Para doña Lola lo más importante fue tener armas en la vida; por eso una de sus obsesiones fue siempre educar a sus hijos con ellas. Con muchos sacrificios a todos los mandó al extranjero para que aprendieran idiomas. Bueno, es que doña Lola era medio malinchista; como se dice, a ella le encantaba todo lo extranjero. Sin embargo, adoraba Guadalajara, el mole poblano, las tortas de pavo de Los Guajolotes y los arrayanes. Muy seguido se pasaba temporadas largas en París, pero de pronto una buena mañana se despertaba: “Ya me quiero ir a México. Ya acabé de estar. Extraño mi casa, mis largas conversaciones telefónicas y mis telecomedias cursisísimas”.
Una de las pasiones de doña Lola, además de leer, era platicar con todo el mundo. Seguido se iba a desayunar a El Café del entonces Hotel Presidente Chapultepec. Allí platicaba con todos; con el capi, los meseros, los asiduos y hasta con gente que nunca había visto en su vida. “Y usted, ¿cómo se llama?”, preguntaba de repente, si de casualidad veía a una persona sola que esperaba a alguien a un lado de su mesa.
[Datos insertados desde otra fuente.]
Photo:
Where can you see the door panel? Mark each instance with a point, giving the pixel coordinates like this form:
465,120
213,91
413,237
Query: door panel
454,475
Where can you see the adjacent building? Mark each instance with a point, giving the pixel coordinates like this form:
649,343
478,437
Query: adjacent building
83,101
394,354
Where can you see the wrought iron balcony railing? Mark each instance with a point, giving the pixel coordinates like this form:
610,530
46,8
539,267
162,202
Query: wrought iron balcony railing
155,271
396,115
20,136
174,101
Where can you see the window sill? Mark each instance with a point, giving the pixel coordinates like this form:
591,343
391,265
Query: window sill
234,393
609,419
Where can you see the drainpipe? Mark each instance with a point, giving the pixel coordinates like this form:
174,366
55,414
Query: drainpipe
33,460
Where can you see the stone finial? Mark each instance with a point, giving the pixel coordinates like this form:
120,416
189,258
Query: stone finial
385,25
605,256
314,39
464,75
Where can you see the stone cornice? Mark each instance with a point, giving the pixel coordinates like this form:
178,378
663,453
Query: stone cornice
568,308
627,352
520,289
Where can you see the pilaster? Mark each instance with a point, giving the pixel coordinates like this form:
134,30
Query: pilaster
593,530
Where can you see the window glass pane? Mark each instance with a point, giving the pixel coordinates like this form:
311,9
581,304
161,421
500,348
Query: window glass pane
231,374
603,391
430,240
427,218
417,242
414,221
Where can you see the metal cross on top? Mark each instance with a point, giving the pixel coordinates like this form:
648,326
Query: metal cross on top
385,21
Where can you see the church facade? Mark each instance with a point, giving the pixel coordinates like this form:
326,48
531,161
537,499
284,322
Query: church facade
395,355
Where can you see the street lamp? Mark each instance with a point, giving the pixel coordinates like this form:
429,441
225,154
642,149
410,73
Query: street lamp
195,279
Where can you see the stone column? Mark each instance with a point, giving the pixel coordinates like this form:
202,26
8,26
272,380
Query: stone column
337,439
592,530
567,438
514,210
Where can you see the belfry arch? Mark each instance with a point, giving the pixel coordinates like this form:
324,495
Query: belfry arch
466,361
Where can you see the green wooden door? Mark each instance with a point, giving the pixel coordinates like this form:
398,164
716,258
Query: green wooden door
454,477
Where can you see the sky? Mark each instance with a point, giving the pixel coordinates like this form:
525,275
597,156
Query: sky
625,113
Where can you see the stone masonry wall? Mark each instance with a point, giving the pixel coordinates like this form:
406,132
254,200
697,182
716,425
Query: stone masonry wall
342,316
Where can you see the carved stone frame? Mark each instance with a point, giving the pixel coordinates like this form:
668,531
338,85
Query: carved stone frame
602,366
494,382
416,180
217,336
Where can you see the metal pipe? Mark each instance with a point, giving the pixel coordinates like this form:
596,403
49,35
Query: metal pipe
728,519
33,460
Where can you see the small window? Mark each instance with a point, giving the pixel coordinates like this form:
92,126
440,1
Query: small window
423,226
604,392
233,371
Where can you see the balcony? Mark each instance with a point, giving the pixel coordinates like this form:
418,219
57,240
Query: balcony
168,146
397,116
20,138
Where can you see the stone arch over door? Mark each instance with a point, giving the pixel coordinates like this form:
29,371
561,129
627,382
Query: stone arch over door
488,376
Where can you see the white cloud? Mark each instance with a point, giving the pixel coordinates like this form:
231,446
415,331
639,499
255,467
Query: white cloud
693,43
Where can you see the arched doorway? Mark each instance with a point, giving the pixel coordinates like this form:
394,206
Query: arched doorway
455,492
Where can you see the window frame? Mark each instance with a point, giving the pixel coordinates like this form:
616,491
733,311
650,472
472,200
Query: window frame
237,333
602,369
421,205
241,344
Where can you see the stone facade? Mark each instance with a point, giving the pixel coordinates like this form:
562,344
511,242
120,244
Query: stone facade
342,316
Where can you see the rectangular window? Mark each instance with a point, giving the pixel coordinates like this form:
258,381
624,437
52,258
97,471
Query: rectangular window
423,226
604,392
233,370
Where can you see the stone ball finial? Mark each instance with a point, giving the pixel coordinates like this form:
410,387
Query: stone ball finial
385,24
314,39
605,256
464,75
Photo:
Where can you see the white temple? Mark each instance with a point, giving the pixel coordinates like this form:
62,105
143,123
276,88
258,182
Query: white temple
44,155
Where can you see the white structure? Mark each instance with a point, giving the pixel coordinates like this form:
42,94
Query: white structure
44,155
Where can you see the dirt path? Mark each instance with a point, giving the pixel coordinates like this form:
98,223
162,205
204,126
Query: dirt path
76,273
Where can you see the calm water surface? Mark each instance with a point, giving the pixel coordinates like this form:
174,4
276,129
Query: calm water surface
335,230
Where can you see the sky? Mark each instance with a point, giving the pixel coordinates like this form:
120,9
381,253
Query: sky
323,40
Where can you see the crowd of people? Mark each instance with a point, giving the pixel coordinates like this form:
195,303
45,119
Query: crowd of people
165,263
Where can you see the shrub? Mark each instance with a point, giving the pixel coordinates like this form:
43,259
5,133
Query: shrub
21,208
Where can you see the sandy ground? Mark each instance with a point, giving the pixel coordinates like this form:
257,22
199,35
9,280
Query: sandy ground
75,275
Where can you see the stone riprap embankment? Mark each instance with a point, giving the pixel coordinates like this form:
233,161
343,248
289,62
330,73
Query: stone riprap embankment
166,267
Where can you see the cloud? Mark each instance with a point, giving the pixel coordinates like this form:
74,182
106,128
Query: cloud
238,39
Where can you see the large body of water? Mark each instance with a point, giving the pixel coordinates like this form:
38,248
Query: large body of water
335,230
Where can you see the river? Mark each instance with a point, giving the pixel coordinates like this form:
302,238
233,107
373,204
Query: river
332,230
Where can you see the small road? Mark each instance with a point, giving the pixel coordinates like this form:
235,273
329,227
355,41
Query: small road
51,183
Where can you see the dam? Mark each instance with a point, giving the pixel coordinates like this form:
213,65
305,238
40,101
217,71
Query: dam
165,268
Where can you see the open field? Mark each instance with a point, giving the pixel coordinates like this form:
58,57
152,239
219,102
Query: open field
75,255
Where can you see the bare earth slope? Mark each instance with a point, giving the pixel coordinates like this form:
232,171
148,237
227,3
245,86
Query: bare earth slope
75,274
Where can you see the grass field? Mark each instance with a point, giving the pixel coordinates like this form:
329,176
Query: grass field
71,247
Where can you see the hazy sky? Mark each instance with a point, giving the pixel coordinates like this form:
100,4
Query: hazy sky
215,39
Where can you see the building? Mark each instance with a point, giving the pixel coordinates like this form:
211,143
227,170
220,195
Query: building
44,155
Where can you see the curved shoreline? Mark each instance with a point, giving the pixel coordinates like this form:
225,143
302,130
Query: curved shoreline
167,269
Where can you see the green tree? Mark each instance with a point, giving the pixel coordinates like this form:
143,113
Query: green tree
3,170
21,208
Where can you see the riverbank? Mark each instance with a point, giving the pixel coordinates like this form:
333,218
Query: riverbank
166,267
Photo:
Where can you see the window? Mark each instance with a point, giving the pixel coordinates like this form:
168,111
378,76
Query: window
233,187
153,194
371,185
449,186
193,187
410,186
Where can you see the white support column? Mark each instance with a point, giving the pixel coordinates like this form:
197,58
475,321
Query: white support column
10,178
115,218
Doña Lola también era simpática; le encantaba hablar de política, de los últimos libros que leía y de los logros de sus hijos. “Allí en El Café, me dijeron que ya se venía una devaluación.” “Quién sabe quién me dijo que el próximo presidente va a ser tal…” “Y ahora que quiten los ceros, ¿qué vamos a hacer?”, preguntaba a sus amigas de toda la vida por teléfono. Al aparato no podía dejarlo ni dos minutos; hasta su muerte, doña Lola sufrió de una grave enfermedad que se llama “telefonitis”.
Como para doña Lola no existía el reloj, podía perfectamente hablar a las seis de la mañana a una de sus hijas y preguntarle con una voz fresca y muy jalisciense: “¿Qué tienes de nuevo?”. Lo mismo sucedía a las dos de la madrugada.